Last month, the Second Circuit reversed the trial court and allowed Shomo’s case to proceed. For the first time, the court applied the “continuing violation” doctrine to a prisoner’s claim of medical indifference.

The decision allows Shomo to sidestep many of the statute of limitations problems he previously faced. Since Shomo’s allegations stemmed from 1999 but he had not sued until 2003, many of his claims should have been barred. With the continuing violation doctrine, however, the limitations period for Shomo did not begin until the last allegedly illegal act occurred, in 2001. The result is that for many New York state prisoners, the decision will lengthen the statute of limitations by several years.


When One Day In Jail is Too Long
United States v. Ray
Decided by: Second Circuit Federal Appeals Court, Aug. 27

In 1991, Sheena Ray pleaded guilty to 31 counts of mail fraud after making false claims to an insurance company garnered her and three others over $200,000. She was due to be sentenced on May 8, 1992, but, for unknown reasons, the court hearing was delayed.

Living free without any word from the federal court for the next 15 years, Ray carried on a normal life on Long Island, raising children, attending college, and free of further legal trouble. Then, in 2007, she applied to be a claims examiner with the Metropolitan Transportation Authority. When she contacted the courthouse for records on her 1992 conviction, she unwittingly alerted the government that she had been free the whole time.

After several month of wrangling with prosecutors over an appropriate sentence, a judge sentenced Ray to one day in prison and six months in a halfway house. The judge, in fact, faulted Ray for not promptly returning to be sentenced.

On appeal, the Second Circuit threw out the sentence, finding it violated her due process rights to a speedy trial. The appeals court poignantly noted, “Just as a defendant has no duty to bring himself to trial, he has no affirmative duty to aid in the execution of his sentence.” Saying the sentence actually threatened Ray’s rehabilitation more than aided it, the judges remanded the case to the district judge for another review.


Judges Immune From Money-Hungry Lawyers
Bliven v. Hunt
Decided by: Second Circuit Federal Appeals Court, Aug. 28

Public defenders are notoriously underpaid. Most are poorly compensated because there are just too many criminals for the small sum allotted by the state. While this conventional explanation satisfies most, David Bliven saw a different story. To Bliven, a former public defender in Queens, the low pay was the result of a conspiracy by Queens County Family Court judges directed at him.

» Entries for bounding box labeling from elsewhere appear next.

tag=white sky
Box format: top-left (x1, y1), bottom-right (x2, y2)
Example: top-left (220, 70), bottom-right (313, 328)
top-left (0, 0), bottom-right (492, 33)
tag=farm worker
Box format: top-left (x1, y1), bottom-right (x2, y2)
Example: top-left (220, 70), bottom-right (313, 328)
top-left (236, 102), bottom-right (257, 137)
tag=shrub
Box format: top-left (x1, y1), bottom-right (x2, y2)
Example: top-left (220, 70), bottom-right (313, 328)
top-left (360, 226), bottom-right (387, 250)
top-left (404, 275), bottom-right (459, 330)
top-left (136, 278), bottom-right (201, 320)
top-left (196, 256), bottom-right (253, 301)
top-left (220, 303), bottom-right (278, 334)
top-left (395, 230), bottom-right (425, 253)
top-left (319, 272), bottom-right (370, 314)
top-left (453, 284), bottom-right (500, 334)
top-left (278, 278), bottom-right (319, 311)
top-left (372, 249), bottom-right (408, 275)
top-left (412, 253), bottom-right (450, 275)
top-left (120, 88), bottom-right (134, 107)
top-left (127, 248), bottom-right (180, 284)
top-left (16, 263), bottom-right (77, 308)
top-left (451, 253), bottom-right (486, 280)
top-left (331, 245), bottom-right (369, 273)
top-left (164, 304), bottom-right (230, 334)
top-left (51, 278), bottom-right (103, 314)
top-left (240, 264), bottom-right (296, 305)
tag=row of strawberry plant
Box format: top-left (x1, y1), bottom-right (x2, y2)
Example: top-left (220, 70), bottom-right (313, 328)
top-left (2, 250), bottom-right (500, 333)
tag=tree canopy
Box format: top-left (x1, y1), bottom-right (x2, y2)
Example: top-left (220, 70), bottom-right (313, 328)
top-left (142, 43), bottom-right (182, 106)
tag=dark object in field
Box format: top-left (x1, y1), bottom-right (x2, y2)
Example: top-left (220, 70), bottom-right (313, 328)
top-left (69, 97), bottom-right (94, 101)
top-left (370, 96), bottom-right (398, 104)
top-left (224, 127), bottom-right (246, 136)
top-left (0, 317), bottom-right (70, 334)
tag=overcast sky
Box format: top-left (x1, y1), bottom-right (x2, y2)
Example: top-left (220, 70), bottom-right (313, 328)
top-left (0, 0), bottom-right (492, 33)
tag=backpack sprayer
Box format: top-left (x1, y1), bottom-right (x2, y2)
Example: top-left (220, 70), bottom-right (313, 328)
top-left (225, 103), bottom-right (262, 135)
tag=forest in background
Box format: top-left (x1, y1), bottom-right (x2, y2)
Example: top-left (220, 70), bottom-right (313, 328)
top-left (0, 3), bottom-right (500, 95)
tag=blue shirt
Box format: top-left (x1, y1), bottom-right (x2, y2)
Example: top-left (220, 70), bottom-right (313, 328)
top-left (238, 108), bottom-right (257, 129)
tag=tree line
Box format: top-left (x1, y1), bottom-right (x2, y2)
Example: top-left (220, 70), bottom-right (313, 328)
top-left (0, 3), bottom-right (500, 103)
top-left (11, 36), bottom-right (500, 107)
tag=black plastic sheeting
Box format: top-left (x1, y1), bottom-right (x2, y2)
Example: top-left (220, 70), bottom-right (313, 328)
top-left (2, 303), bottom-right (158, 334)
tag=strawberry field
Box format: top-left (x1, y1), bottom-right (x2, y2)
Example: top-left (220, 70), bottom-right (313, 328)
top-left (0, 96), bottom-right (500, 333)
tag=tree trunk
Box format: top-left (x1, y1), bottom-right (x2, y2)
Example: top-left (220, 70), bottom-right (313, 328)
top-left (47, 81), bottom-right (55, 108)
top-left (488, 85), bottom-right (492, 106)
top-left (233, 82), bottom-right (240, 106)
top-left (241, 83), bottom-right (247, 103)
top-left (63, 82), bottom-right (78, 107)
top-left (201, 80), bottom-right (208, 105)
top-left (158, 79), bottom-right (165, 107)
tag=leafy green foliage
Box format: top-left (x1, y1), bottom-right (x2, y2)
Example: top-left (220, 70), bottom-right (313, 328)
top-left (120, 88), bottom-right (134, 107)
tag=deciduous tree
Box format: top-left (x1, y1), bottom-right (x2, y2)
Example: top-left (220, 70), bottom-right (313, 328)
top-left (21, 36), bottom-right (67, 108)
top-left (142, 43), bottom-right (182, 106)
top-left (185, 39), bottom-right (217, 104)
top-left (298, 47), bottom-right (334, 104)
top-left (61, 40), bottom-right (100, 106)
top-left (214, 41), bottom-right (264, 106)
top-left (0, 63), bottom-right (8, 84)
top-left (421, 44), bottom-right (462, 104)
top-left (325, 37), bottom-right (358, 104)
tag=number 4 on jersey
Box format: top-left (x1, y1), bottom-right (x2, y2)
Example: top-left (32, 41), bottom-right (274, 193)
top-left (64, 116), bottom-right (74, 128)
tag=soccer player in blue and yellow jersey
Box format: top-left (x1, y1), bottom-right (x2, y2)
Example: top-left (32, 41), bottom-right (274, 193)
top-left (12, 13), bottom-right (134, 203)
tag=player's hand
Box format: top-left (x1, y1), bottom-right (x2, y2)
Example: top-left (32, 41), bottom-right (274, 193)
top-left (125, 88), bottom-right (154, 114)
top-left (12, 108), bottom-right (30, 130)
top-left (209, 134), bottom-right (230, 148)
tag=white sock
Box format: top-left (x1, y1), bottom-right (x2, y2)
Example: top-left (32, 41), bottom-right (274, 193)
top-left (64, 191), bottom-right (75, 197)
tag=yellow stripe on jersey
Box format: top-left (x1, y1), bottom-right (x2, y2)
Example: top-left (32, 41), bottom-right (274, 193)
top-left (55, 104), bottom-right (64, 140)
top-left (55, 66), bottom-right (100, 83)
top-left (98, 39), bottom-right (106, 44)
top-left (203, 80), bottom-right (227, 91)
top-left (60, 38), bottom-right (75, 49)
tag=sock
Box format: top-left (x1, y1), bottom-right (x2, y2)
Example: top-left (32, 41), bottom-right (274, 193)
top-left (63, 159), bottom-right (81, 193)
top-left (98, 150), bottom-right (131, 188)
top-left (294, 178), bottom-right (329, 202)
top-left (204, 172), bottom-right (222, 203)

Under the Queens County attorney assignment plan, public defenders are appointed to represent indigent litigants and compensated based on the type of service rendered and hours worked (usually $75 per hour). The ultimate decision on how much any attorney receives is at the discretion of a judge based on an attorney’s request for fees.

Bliven became dissatisfied when his requests were, on multiple occasions, reduced by an average of $100 per submission. He sued three judges and those who worked for them, alleging a conspiracy to deny him fees as retaliation for his aggressive litigation tactics. Bliven claimed that because he made motions that required additional work by the judges, they were retaliating against him.

Last month, three federal judges decided that the three judges in Queens (and their aides) were absolutely immune from Bliven’s lawsuit. Long-time federal Judge Amalya Kearse wrote that, in awarding fees, “the court performs a judicial function” not subject to second-guessing in a private lawsuit. The court found that awarding fees was more than a mere administrative decision, for which a judge could be sued.

The Second Circuit drew comparisons to the decisions made by federal judges applying federal fee-shifting statutes. In doing so, the court emphasized that judicial immunity applies equally to state family court judges as it does to Supreme Court justices, freeing all in the judicial system from vexatious and frivolous litigation, even in Queens.